In PC Gamer US, William R. Trotter called Mission Critical "a big, sleek, handsome" product. He summarized it as "a mature and thought-provoking adventure that plays the way a good science fiction novel reads." John Voorhees of Computer Games Strategy Plus wrote that it is "an innovative, entertaining game with a lot to offer the adventure buff." However, he felt that the writers should have let the visuals "speak for themselves" instead of describing everything in the world, in the fashion of the company's earlier interactive fiction.

Mission Critical won Computer Game Reviews 1995 "Adventure Game of the Year" award. The editors wrote that it "proved once again that Legend is able to rewrite the adventure game genre to its liking whenever it wants to." It also received the magazine's "Best Graphics of the Year" prize. Jerry Pournelle of Byte selected it as his overall "Game of the Year", and it was a finalist for Computer Games Strategy Pluss "Adventure Game of the Year" prize, which ultimately went to The Beast Within: A Gabriel Knight Mystery.
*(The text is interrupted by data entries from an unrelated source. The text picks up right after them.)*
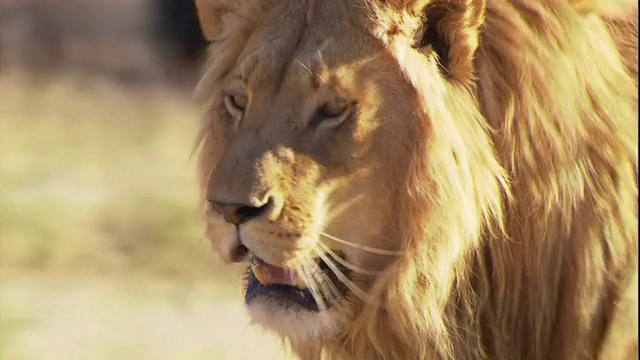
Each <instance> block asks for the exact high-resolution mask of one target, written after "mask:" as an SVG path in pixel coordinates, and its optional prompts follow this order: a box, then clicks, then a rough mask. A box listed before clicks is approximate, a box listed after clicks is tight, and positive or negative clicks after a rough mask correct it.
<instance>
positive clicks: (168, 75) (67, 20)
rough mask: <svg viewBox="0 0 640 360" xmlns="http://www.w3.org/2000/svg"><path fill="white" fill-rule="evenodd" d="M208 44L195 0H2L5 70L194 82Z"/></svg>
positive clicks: (1, 8) (0, 43) (3, 37)
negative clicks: (99, 73) (201, 59)
mask: <svg viewBox="0 0 640 360" xmlns="http://www.w3.org/2000/svg"><path fill="white" fill-rule="evenodd" d="M204 48H205V42H204V40H203V38H202V35H201V32H200V28H199V25H198V22H197V15H196V11H195V6H194V4H193V1H190V0H110V1H99V0H55V1H51V0H0V69H1V68H2V67H7V66H16V65H19V66H22V67H27V68H29V69H30V70H32V71H33V70H36V71H60V70H63V69H64V70H69V69H73V70H74V71H81V72H85V73H87V72H88V73H101V74H106V75H109V76H112V77H117V78H120V79H122V80H127V81H130V82H141V81H145V82H147V81H152V80H171V81H178V82H180V81H187V82H193V81H194V80H195V75H196V73H197V71H196V69H197V68H198V65H197V64H198V62H199V60H200V58H201V56H202V54H203V50H204Z"/></svg>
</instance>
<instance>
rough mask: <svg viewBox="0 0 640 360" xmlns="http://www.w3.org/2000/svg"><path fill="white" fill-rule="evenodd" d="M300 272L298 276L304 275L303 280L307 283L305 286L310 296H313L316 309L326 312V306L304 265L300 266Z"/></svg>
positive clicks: (321, 297)
mask: <svg viewBox="0 0 640 360" xmlns="http://www.w3.org/2000/svg"><path fill="white" fill-rule="evenodd" d="M300 270H301V271H298V274H300V273H302V274H304V280H305V282H306V283H307V286H308V287H309V290H310V292H311V296H313V300H315V302H316V304H317V305H318V309H320V311H324V310H326V309H327V305H326V304H325V303H324V299H323V298H322V294H320V292H319V291H318V287H317V286H316V283H315V279H314V278H313V276H311V275H310V274H309V270H308V269H307V267H306V265H305V264H304V263H302V264H300Z"/></svg>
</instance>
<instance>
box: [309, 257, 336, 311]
mask: <svg viewBox="0 0 640 360" xmlns="http://www.w3.org/2000/svg"><path fill="white" fill-rule="evenodd" d="M309 265H310V266H311V267H312V268H313V269H312V270H313V271H312V275H314V276H315V277H316V279H317V280H318V283H319V284H320V286H321V288H322V289H323V291H325V295H327V297H330V298H331V299H332V301H334V302H335V301H340V300H343V299H344V296H342V294H341V293H340V291H339V290H338V288H336V285H335V284H334V283H333V281H332V280H331V279H330V278H329V277H328V276H327V275H326V274H325V273H324V271H322V269H320V267H319V266H318V264H316V263H315V262H310V263H309Z"/></svg>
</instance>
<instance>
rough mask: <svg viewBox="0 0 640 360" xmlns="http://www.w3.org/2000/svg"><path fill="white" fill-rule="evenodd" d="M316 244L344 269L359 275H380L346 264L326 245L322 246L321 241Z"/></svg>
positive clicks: (323, 243) (376, 272)
mask: <svg viewBox="0 0 640 360" xmlns="http://www.w3.org/2000/svg"><path fill="white" fill-rule="evenodd" d="M318 244H320V247H322V249H323V250H324V251H325V252H326V253H327V254H329V255H330V256H331V257H332V258H333V259H334V260H336V261H337V262H339V263H340V264H341V265H342V266H344V267H346V268H347V269H349V270H351V271H354V272H357V273H361V274H364V275H377V274H380V273H381V271H372V270H366V269H363V268H361V267H359V266H357V265H354V264H352V263H350V262H348V261H347V260H346V259H344V258H341V257H340V256H339V255H338V254H336V253H335V251H333V250H331V248H329V247H328V246H327V245H326V244H324V243H323V242H322V241H318Z"/></svg>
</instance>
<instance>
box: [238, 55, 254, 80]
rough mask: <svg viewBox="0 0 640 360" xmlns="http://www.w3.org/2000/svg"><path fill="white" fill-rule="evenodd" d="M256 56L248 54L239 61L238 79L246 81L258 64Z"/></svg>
mask: <svg viewBox="0 0 640 360" xmlns="http://www.w3.org/2000/svg"><path fill="white" fill-rule="evenodd" d="M258 60H259V58H258V56H249V57H247V58H245V59H244V60H243V61H242V62H241V63H240V80H242V81H244V82H247V81H248V80H249V78H250V77H251V74H253V72H254V71H255V69H256V67H257V66H258Z"/></svg>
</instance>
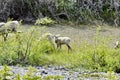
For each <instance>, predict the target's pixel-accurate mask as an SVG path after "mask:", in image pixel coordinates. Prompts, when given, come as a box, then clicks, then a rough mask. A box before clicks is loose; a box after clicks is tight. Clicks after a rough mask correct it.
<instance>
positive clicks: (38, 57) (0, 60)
mask: <svg viewBox="0 0 120 80" xmlns="http://www.w3.org/2000/svg"><path fill="white" fill-rule="evenodd" d="M99 31H100V28H99V29H96V35H95V36H93V38H94V39H93V40H94V44H90V43H89V42H87V41H82V43H80V45H81V46H79V47H78V48H76V46H74V43H72V44H71V46H72V48H73V51H71V52H70V53H68V52H67V49H66V47H63V48H62V49H56V50H55V49H54V48H53V46H52V45H51V44H50V42H49V41H48V40H47V38H41V37H42V33H41V32H40V31H39V30H38V29H36V28H35V26H34V27H32V28H31V29H30V30H28V31H26V32H24V33H20V34H11V36H9V37H8V40H7V41H5V42H4V41H3V40H2V38H0V43H1V44H0V64H1V65H3V64H8V65H17V64H21V65H34V66H38V65H56V66H60V65H62V66H65V67H68V68H84V69H89V70H92V71H109V70H113V71H116V72H119V70H120V59H119V57H120V49H117V50H116V49H114V48H111V47H109V45H108V44H109V43H110V42H111V39H110V38H109V37H102V36H100V35H99ZM78 43H79V42H78ZM78 45H79V44H78Z"/></svg>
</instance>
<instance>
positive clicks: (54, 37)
mask: <svg viewBox="0 0 120 80" xmlns="http://www.w3.org/2000/svg"><path fill="white" fill-rule="evenodd" d="M46 36H47V38H48V40H49V41H50V43H51V44H52V45H53V47H54V48H55V49H56V43H55V40H56V39H55V36H54V35H53V34H51V33H47V34H46Z"/></svg>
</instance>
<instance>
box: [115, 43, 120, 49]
mask: <svg viewBox="0 0 120 80" xmlns="http://www.w3.org/2000/svg"><path fill="white" fill-rule="evenodd" d="M119 45H120V44H119V41H116V43H115V46H114V48H115V49H117V48H119Z"/></svg>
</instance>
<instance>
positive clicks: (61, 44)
mask: <svg viewBox="0 0 120 80" xmlns="http://www.w3.org/2000/svg"><path fill="white" fill-rule="evenodd" d="M70 41H71V39H70V38H69V37H61V36H58V35H57V36H56V35H55V43H56V44H57V48H59V47H60V48H61V46H62V45H66V46H67V47H68V51H69V50H72V49H71V47H70V45H69V43H70Z"/></svg>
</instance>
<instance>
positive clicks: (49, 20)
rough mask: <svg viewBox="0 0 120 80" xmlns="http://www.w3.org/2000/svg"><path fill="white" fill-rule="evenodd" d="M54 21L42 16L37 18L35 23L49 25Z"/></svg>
mask: <svg viewBox="0 0 120 80" xmlns="http://www.w3.org/2000/svg"><path fill="white" fill-rule="evenodd" d="M54 23H56V22H55V21H54V20H52V19H51V18H48V17H44V18H41V19H37V20H36V23H35V24H36V25H51V24H54Z"/></svg>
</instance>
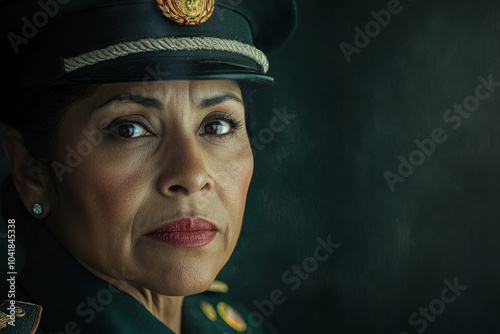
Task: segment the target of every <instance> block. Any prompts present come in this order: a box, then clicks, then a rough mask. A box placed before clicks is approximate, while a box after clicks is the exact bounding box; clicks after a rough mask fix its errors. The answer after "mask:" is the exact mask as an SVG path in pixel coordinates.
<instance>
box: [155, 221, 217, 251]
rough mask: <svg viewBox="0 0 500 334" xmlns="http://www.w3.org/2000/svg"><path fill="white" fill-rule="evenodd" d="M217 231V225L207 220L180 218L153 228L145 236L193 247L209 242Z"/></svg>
mask: <svg viewBox="0 0 500 334" xmlns="http://www.w3.org/2000/svg"><path fill="white" fill-rule="evenodd" d="M217 231H218V229H217V226H215V224H214V223H212V222H211V221H209V220H206V219H202V218H195V219H192V218H182V219H178V220H173V221H171V222H168V223H166V224H164V225H162V226H160V227H157V228H155V229H154V230H152V231H150V232H148V233H147V234H146V237H148V238H150V239H153V240H156V241H158V242H163V243H166V244H169V245H171V246H174V247H179V248H195V247H202V246H205V245H207V244H209V243H210V242H211V241H212V240H213V239H214V238H215V236H216V234H217Z"/></svg>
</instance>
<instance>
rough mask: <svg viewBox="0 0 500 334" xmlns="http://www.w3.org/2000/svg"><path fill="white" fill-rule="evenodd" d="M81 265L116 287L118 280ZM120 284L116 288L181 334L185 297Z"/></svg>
mask: <svg viewBox="0 0 500 334" xmlns="http://www.w3.org/2000/svg"><path fill="white" fill-rule="evenodd" d="M81 264H82V265H83V266H84V267H85V268H86V269H87V270H88V271H90V272H91V273H92V274H94V275H95V276H97V277H99V278H100V279H102V280H104V281H106V282H109V283H110V284H113V285H115V286H116V284H115V283H117V281H116V279H113V278H111V277H109V276H107V275H104V274H101V273H99V272H97V271H96V270H94V269H93V268H90V267H89V266H88V265H86V264H85V263H81ZM120 283H121V284H120V286H116V287H117V288H119V289H120V290H122V291H123V292H125V293H127V294H128V295H130V296H131V297H133V298H134V299H135V300H137V301H138V302H139V303H141V304H142V306H144V308H145V309H146V310H148V311H149V312H150V313H151V314H152V315H153V316H155V317H156V318H157V319H158V320H160V321H161V322H162V323H163V324H164V325H165V326H167V327H168V328H169V329H170V330H171V331H173V332H174V333H176V334H180V333H181V322H182V302H183V300H184V297H183V296H174V297H172V296H164V295H161V294H159V293H156V292H154V291H151V290H149V289H146V288H144V287H141V286H136V285H133V284H132V283H131V282H120Z"/></svg>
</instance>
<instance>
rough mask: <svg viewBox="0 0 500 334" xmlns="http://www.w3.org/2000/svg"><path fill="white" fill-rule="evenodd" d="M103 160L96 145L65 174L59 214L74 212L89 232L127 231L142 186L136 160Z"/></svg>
mask: <svg viewBox="0 0 500 334" xmlns="http://www.w3.org/2000/svg"><path fill="white" fill-rule="evenodd" d="M108 158H109V157H108ZM107 161H109V159H106V157H103V156H102V154H101V153H100V152H99V151H98V150H97V149H96V152H93V153H91V154H90V155H88V156H87V157H84V158H83V160H82V163H81V164H80V165H79V166H77V167H75V168H74V169H73V171H72V172H71V173H70V174H67V176H66V177H65V179H64V181H63V183H62V185H61V196H60V197H61V198H60V208H59V210H61V211H62V212H65V216H66V217H63V218H66V219H74V218H76V217H68V215H72V216H77V215H78V216H79V217H80V218H79V219H78V220H79V221H81V222H83V223H85V225H86V228H87V229H88V231H89V232H100V233H97V235H102V232H103V231H106V230H107V229H111V228H112V229H113V232H114V233H121V232H123V233H125V232H127V231H130V229H131V220H132V219H133V217H134V213H135V212H136V211H137V207H138V205H139V203H140V199H141V197H142V196H144V191H145V189H146V184H145V182H146V181H145V180H144V178H143V173H141V170H140V168H137V165H138V162H136V163H134V161H131V162H130V161H129V162H128V163H127V164H125V163H124V164H120V163H116V162H114V163H112V164H111V163H106V162H107ZM83 223H82V224H83Z"/></svg>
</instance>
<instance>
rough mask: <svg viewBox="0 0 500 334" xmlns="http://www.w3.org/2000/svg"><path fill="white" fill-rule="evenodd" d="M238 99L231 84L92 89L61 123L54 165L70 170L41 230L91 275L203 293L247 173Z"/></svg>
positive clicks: (233, 244) (246, 149)
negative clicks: (52, 232) (93, 91)
mask: <svg viewBox="0 0 500 334" xmlns="http://www.w3.org/2000/svg"><path fill="white" fill-rule="evenodd" d="M241 98H242V97H241V91H240V88H239V86H238V84H237V83H236V82H234V81H229V80H221V81H209V80H206V81H166V82H154V83H146V84H145V83H120V84H106V85H102V86H99V87H98V88H97V89H96V91H95V92H93V93H92V94H91V96H89V97H87V98H85V99H84V100H81V101H79V102H77V103H76V104H74V105H73V106H72V107H71V108H70V109H69V110H68V112H67V113H66V114H65V116H64V118H63V119H62V121H61V126H60V130H59V135H58V138H57V146H56V151H55V152H56V153H55V161H56V162H58V163H61V164H63V165H65V166H66V167H68V168H69V170H71V171H69V170H64V169H59V176H60V179H61V180H62V181H61V182H57V181H56V190H57V193H58V195H57V198H54V199H52V200H51V214H50V216H49V218H48V224H49V228H50V229H51V230H52V232H53V233H54V234H55V235H56V237H57V238H58V239H59V241H60V242H61V243H63V244H64V246H65V247H66V248H67V249H68V250H69V252H70V253H71V254H72V255H73V256H74V257H75V258H76V259H77V260H78V261H80V262H81V263H82V264H84V265H85V266H87V267H88V268H90V269H92V270H93V271H96V272H97V273H99V274H102V275H105V276H107V277H112V276H113V272H114V271H117V272H119V273H125V274H126V275H127V276H128V277H133V279H131V283H132V284H133V285H134V284H135V285H137V286H139V287H144V288H147V289H149V290H153V291H155V292H158V293H161V294H164V295H187V294H193V293H198V292H201V291H204V290H205V289H206V288H208V286H209V285H210V284H211V283H212V281H213V280H214V278H215V276H216V275H217V274H218V272H219V270H220V269H221V268H222V267H223V266H224V264H225V263H226V262H227V260H228V258H229V256H230V255H231V253H232V251H233V249H234V247H235V245H236V241H237V239H238V235H239V232H240V228H241V222H242V219H243V211H244V208H245V200H246V195H247V190H248V186H249V183H250V179H251V176H252V171H253V157H252V151H251V148H250V143H249V140H248V136H247V133H246V129H245V113H244V106H243V104H242V100H241ZM99 134H102V141H101V140H100V135H99ZM89 138H90V139H92V141H93V143H92V142H91V140H89ZM68 152H76V153H77V154H78V156H80V157H81V159H79V158H78V156H76V155H75V153H73V155H71V154H69V155H68ZM59 167H60V165H59ZM179 219H184V221H181V222H180V223H178V224H167V227H164V228H163V229H160V230H158V228H159V227H161V226H164V225H165V224H166V223H169V222H172V221H174V220H179ZM198 219H201V223H198V224H197V223H196V221H197V220H198ZM203 220H204V221H203ZM190 221H194V222H195V223H194V224H191V223H189V222H190ZM207 221H209V222H211V223H212V225H210V223H208V224H207ZM186 230H187V231H186ZM151 231H156V232H158V233H156V234H155V233H153V234H150V232H151Z"/></svg>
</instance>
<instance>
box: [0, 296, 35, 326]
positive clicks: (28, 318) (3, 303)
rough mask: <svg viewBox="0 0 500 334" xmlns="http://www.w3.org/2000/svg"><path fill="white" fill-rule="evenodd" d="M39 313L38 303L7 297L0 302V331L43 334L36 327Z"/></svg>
mask: <svg viewBox="0 0 500 334" xmlns="http://www.w3.org/2000/svg"><path fill="white" fill-rule="evenodd" d="M41 315H42V307H41V306H40V305H36V304H32V303H28V302H22V301H18V300H11V299H7V300H5V301H3V302H2V303H0V332H1V333H2V334H10V333H26V334H35V333H37V334H44V332H42V331H41V330H39V329H38V325H39V324H40V318H41Z"/></svg>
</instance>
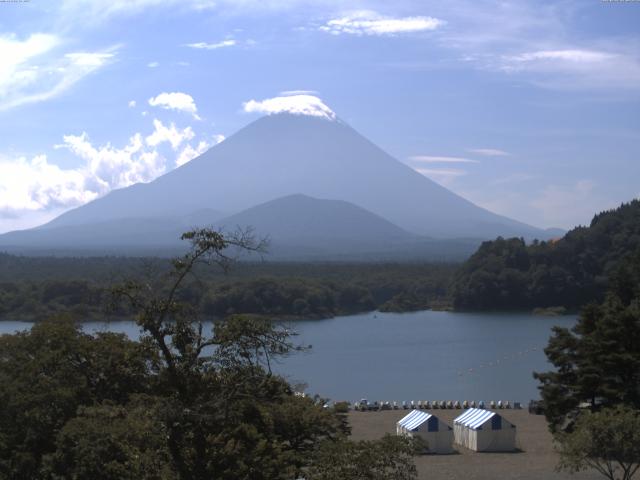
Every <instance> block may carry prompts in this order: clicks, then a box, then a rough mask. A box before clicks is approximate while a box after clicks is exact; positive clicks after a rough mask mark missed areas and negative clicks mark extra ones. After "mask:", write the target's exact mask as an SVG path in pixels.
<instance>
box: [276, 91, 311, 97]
mask: <svg viewBox="0 0 640 480" xmlns="http://www.w3.org/2000/svg"><path fill="white" fill-rule="evenodd" d="M318 93H319V92H317V91H316V90H284V91H283V92H280V96H282V97H291V96H293V95H318Z"/></svg>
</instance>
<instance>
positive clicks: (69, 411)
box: [0, 230, 415, 480]
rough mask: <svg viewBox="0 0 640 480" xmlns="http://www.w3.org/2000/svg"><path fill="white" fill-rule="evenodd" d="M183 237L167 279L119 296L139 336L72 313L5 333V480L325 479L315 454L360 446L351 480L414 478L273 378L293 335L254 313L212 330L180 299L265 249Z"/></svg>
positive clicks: (284, 381) (124, 288) (313, 401)
mask: <svg viewBox="0 0 640 480" xmlns="http://www.w3.org/2000/svg"><path fill="white" fill-rule="evenodd" d="M184 238H185V239H187V240H189V241H190V243H191V250H190V251H189V253H187V254H186V255H184V256H183V257H182V258H179V259H176V260H174V262H173V263H172V266H173V267H172V269H171V270H170V271H168V272H165V273H164V274H163V275H159V276H156V278H155V279H154V282H152V283H140V282H137V281H127V282H125V283H123V284H121V285H119V286H118V287H116V288H114V291H113V293H114V295H115V300H116V303H117V301H119V300H122V299H125V300H126V301H127V302H128V303H129V304H130V308H132V309H134V310H135V311H136V312H137V316H136V319H137V322H138V324H139V325H140V327H141V329H142V331H143V335H142V339H141V341H140V342H133V341H130V340H127V339H126V338H125V337H124V336H122V335H115V334H97V335H95V336H92V335H87V334H84V333H82V332H81V331H80V330H79V328H78V327H77V326H76V325H75V324H74V323H73V322H72V321H71V320H70V319H57V320H51V321H45V322H42V323H40V324H37V325H36V326H34V328H33V329H32V330H31V331H30V332H23V333H20V334H17V335H5V336H2V337H0V382H2V385H3V389H2V390H0V404H1V405H2V406H3V408H2V409H0V479H2V480H14V479H15V480H18V479H25V478H28V479H32V480H41V479H42V480H44V479H54V480H58V479H60V480H62V479H86V478H95V479H99V480H103V479H104V480H107V479H108V480H111V479H114V480H115V479H154V480H156V479H158V480H161V479H162V480H164V479H167V480H168V479H171V480H173V479H179V480H187V479H188V480H205V479H207V480H208V479H211V478H216V479H221V480H237V479H246V480H280V479H281V480H290V479H292V478H300V477H301V476H302V475H304V474H305V472H307V471H317V472H320V471H322V470H321V468H322V467H318V469H316V470H313V469H314V468H316V467H315V462H320V461H323V462H324V461H326V458H327V457H326V456H323V455H322V454H318V453H317V452H318V446H319V445H324V447H323V448H325V449H331V446H330V445H332V444H336V445H338V446H339V447H340V449H346V451H350V452H353V454H354V456H352V457H351V458H352V459H353V460H354V461H356V462H357V463H358V475H360V476H358V477H354V478H375V479H378V478H379V479H382V478H400V479H402V478H413V477H412V476H411V472H415V467H414V466H413V463H412V461H411V453H412V452H411V451H409V450H408V447H406V446H405V445H404V444H400V443H399V441H397V440H393V439H391V440H389V439H386V440H384V441H382V442H380V443H376V442H369V443H367V444H366V445H365V444H359V443H358V444H357V443H352V442H349V441H348V440H346V438H345V437H346V435H347V434H348V433H349V428H348V425H347V422H346V418H345V414H344V412H343V411H341V410H340V409H328V408H323V404H324V402H323V401H319V400H318V399H311V398H306V397H300V396H296V395H294V393H293V392H292V389H291V387H290V385H289V384H288V383H287V382H286V381H285V380H284V379H283V378H281V377H279V376H277V375H274V374H273V373H272V371H271V362H272V359H273V358H275V357H278V356H282V355H287V354H289V353H290V352H293V351H295V350H297V348H296V347H295V346H294V345H293V344H292V343H291V332H289V331H287V330H284V329H282V328H279V327H277V326H276V325H275V324H274V323H272V322H270V321H268V320H266V319H265V318H264V317H257V316H243V315H232V316H230V317H228V318H227V319H225V320H224V321H220V322H218V323H216V324H215V325H214V328H213V331H212V332H205V331H204V327H203V325H202V324H201V323H200V322H198V321H197V311H196V309H193V308H190V306H189V304H187V303H184V302H182V301H181V299H182V298H185V297H187V298H188V296H189V294H188V293H187V294H185V292H184V290H183V287H184V286H188V285H189V284H188V283H187V282H186V279H187V277H188V276H189V275H190V274H191V272H192V271H193V269H194V268H195V267H196V265H201V264H211V263H214V264H216V265H218V266H221V267H223V268H226V267H227V266H228V262H229V260H230V259H229V258H228V257H227V256H226V255H225V252H226V249H227V247H228V246H230V245H234V246H236V247H238V248H244V249H255V248H258V247H257V246H256V245H255V244H254V243H252V241H251V239H250V238H249V237H222V236H221V235H220V234H219V233H217V232H213V231H209V230H196V231H194V232H190V233H188V234H186V235H185V236H184ZM356 293H358V295H359V292H356ZM365 447H366V448H365ZM371 449H373V450H371ZM372 452H373V453H372ZM367 472H368V473H367ZM395 474H397V475H395ZM362 475H365V476H362ZM383 475H384V476H383ZM388 475H395V476H392V477H390V476H388ZM321 478H326V477H321ZM333 478H336V477H333ZM345 478H347V477H345Z"/></svg>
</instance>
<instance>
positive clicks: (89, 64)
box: [65, 52, 113, 67]
mask: <svg viewBox="0 0 640 480" xmlns="http://www.w3.org/2000/svg"><path fill="white" fill-rule="evenodd" d="M65 57H66V58H68V59H70V60H71V61H72V62H73V63H74V64H75V65H78V66H81V67H102V66H103V65H104V64H105V63H107V61H108V60H110V59H111V58H113V53H91V52H77V53H67V54H66V55H65Z"/></svg>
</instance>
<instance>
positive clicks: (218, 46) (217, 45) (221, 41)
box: [185, 40, 237, 50]
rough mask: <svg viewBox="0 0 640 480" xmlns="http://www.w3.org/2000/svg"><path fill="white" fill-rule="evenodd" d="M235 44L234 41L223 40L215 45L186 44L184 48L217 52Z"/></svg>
mask: <svg viewBox="0 0 640 480" xmlns="http://www.w3.org/2000/svg"><path fill="white" fill-rule="evenodd" d="M236 44H237V42H236V41H235V40H223V41H221V42H217V43H205V42H198V43H188V44H186V45H185V47H190V48H196V49H199V50H217V49H218V48H224V47H233V46H234V45H236Z"/></svg>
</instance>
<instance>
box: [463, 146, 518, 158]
mask: <svg viewBox="0 0 640 480" xmlns="http://www.w3.org/2000/svg"><path fill="white" fill-rule="evenodd" d="M467 151H468V152H471V153H475V154H477V155H483V156H485V157H508V156H510V155H511V154H510V153H509V152H505V151H504V150H500V149H497V148H469V149H467Z"/></svg>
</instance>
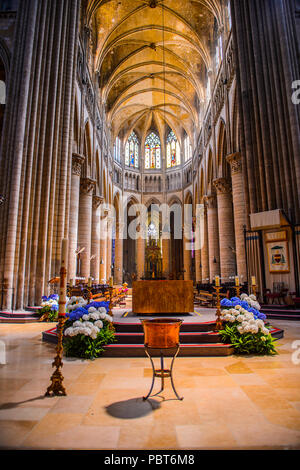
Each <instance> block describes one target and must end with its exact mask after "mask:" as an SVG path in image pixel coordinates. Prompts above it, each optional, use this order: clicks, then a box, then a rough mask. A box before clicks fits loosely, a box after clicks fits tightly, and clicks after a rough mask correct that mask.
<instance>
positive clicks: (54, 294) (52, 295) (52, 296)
mask: <svg viewBox="0 0 300 470" xmlns="http://www.w3.org/2000/svg"><path fill="white" fill-rule="evenodd" d="M49 299H51V300H58V299H59V296H58V294H51V295H50V296H49ZM49 299H48V300H49Z"/></svg>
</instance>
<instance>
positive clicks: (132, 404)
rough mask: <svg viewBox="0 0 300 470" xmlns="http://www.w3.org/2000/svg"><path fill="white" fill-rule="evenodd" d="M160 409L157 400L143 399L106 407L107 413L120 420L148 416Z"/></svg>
mask: <svg viewBox="0 0 300 470" xmlns="http://www.w3.org/2000/svg"><path fill="white" fill-rule="evenodd" d="M158 408H160V402H159V401H157V400H152V399H150V400H143V398H142V397H141V398H131V399H130V400H124V401H118V402H116V403H112V404H111V405H109V406H107V407H106V412H107V413H108V414H109V415H111V416H113V417H115V418H120V419H135V418H141V417H142V416H146V415H148V414H149V413H151V412H152V411H155V410H157V409H158Z"/></svg>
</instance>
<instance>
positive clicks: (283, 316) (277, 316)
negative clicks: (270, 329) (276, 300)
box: [264, 312, 300, 321]
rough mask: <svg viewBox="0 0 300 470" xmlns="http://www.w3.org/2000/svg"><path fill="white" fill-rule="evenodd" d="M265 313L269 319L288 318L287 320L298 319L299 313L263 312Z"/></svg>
mask: <svg viewBox="0 0 300 470" xmlns="http://www.w3.org/2000/svg"><path fill="white" fill-rule="evenodd" d="M264 313H265V315H266V316H267V318H268V319H269V320H272V319H273V320H289V321H300V315H299V314H296V315H289V314H287V313H284V314H282V313H266V312H264Z"/></svg>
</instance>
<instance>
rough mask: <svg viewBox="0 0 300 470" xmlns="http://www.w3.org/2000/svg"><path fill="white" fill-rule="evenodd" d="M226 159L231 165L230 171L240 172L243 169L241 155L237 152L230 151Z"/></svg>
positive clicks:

In 2000, a Computer Games Strategy Plus retrospective said of Mission Critical, "A terrific storyline, excellent puzzles and a superb tactical combat engine (!) made this the best of Legend's many quality adventure offerings."

Review scores
| Publication | Score |
|---|---|
| Next Generation | 4/5 |
| PC Gamer (US) | 85% |
| Computer Games Strategy Plus | 4/5 |
| Computer Game Review | 92/94/93 |
| PC Entertainment | 4/5 |

==Reviews==
- Australian Realms #28

==Legacy==
There is a sequel paperback novel Mission Critical: Death of the Phoenix - A Novel (ISBN 0761502343) that was published in 1996 by Paul Chafe, and is canon to the same franchise. The novel was published and distributed separately, telling a story that is separate, but with references to, events which occurred in the game.

The protagonist in the book is Lewis Tyrell, formerly an infantry captain who led a small unit of the 'Pathfinders'. In the story, the Pathfinders were once a United Nations special operations organization commissioned to steal prototype of the HYPE serum from an Alliance base in the Tehachapi Mountains—but after the war they were disbanded, since the United Nations lost the war after the player's actions in the game. From this perspective, the book details Tyrell's extensive postwar adventures. These begin after he is treated like an incorrigible criminal, and sent to serve out a life sentence in a prison located at Mare Stellatis and his attempts to escape.

AC Lexington, the ship where the game takes place, makes a cameo. The protagonist will eventually visit Persephone and the time gate seen in the game, and names such as 60 Ophiuchi, Deneb Kaitos and the Erebus base known from the game, are also mentioned. However the Alliance (who are now the government) is now painted in a poor light, showing signs of the same totalitarianism and cruelty the UN was once accused of. The book provides even more detail than the game about the history, society and politics of the universe.